Milley spoke to the new officers of a fundamental change happening in the character of war that is being driven by technology, particularly by AI and robotics. He said the United States must be the country that masters these technologies and their combined use in order to prevent global warfare.

“Your task is to make us, the military, better every day,” he said. “The challenge is there for you, each and every one of you. You’re more than up to the challenge. You’re brilliant group of people. … Even though your numbers are relatively small — 14 — there's little doubt in my mind that each of you are going to make a major contribution.”

After taking the oath of office, the newly commissioned officers received their ranking pins and performed the traditional Silver Dollar Salute.

Parents pin the bars on their son's shoulders

Brendan McManamon, who will join the U.S. Army as a second lieutenant, had his rank insignia pinned by his mother, Deborah, and father, retired Rear Adm. James McManamon.

Parents pin bars on their daughter's shoulders

Megan Ogawa, who will join the U.S. Navy as an ensign and is the first female submarine officer from Princeton’s Navy ROTC, was pinned by her father, retired Lt. Cmdr. James Ogawa, accompanied by several other family members.

The ceremony was attended by families and friends, University administrators and military representatives, including Erica Jeffries Purdo, civilian aide to the Secretary of the Army for New Jersey, and Robert Maguire, an emeritus civilian aide.

The afternoon was especially meaningful for the graduates’ parents, who pinned ranks onto their children’s uniforms. Five of the officers were pinned by members of their family who are in the military. Abigail McRea, whose grandfather was among the first British troops to arrive at Sword Beach on D-Day in 1944, was pinned by family members including her father, retired Royal Air Force Cpl. Steve McRea. Enjolique Hughes was pinned by her mother, Staff Sgt. Michelle Hughes, and Brendan McManamon was pinned by family including his father, retired Rear Adm. James McManamon.

  • New ROTC cadet hugging family members

    Elias Mosby, who will join the U.S. Army as a second lieutenant, shares an extra-long embrace with his mother, Laura, while his father, James (left), and brother, 2nd Lt. Samuel Mosby look on.

  • ROTC cadet receiving pins from family members

    Bradley Rindos receives his rank insignia as a second lieutenant in the U.S. Air Force from his family members, Linda, Michael and Jessica Rindos.

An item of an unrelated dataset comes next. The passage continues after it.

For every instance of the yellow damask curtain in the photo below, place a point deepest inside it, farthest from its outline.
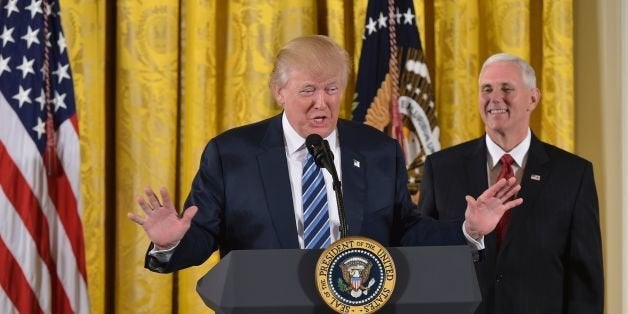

  • New ROTC cadets cutting cake

    The graduates celebrated after their commissioning with a reception at Mathey College.

  • ROTC event 2023

    Chairman of the Joint Chiefs of Staff Gen. Mark Milley (front, center left) joins the graduates for a portrait outside Nassau Hall.

  • New ROTC cadets

    Current and former members of the military who attended the commissioning shared in the moment.